Part 3: From Categories to Coordinates

What you’ll learn in this module

This module introduces vector embeddings as the computational realization of structuralism.

You’ll learn:

  • What vector embeddings are and how they dissolve artificial category boundaries.
  • How word2vec learns meaning from context through the distributional hypothesis.
  • The role of contrastive learning and negative sampling in carving semantic space.
  • Why vector arithmetic captures relationships as geometric directions.
  • How hyperbolic embeddings use geometry to capture hierarchy (metaphor) vs. association (metonymy).
  • The counterintuitive insight that meaning emerges from exclusion (Apoha theory) and the notion of continuous representation.
  • Practical consequences for understanding political ideology, semantic similarity, and beyond.

The Limits of Traditional Classification

Let’s talk about how traditional machine learning builds decision boundaries.
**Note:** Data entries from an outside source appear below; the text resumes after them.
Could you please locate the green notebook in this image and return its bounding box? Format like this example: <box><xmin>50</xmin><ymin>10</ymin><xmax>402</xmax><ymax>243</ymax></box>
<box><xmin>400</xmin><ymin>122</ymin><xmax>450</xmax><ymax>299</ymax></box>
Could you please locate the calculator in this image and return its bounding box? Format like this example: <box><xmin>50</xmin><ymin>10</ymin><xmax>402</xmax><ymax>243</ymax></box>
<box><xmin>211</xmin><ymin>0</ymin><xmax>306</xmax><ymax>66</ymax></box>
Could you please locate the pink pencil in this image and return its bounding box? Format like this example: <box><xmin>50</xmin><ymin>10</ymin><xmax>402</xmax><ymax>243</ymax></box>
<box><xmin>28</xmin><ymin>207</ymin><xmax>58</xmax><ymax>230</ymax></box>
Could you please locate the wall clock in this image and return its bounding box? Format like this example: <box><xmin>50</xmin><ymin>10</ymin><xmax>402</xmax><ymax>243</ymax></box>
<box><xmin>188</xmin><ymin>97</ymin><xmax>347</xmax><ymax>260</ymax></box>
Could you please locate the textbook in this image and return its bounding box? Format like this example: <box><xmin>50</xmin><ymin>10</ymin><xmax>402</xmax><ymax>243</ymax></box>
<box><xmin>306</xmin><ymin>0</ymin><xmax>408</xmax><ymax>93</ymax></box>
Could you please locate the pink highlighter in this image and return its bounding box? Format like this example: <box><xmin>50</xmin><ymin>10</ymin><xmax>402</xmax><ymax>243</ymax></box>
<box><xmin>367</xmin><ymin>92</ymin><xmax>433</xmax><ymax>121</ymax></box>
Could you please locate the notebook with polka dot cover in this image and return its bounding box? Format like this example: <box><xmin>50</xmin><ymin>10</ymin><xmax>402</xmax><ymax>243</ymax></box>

You collect labeled data, extract features, and train a classifier to draw a line (or hyperplane) separating Class A from Class B. The output is binary: spam or not-spam, fraud or legitimate, cat or dog.

This approach works when categories are genuinely discrete. But what about political ideology? You might lean liberal on economic issues but conservative on others. Your position isn’t “left or right” but a point in a multidimensional space, and forcing it into a binary choice destroys information.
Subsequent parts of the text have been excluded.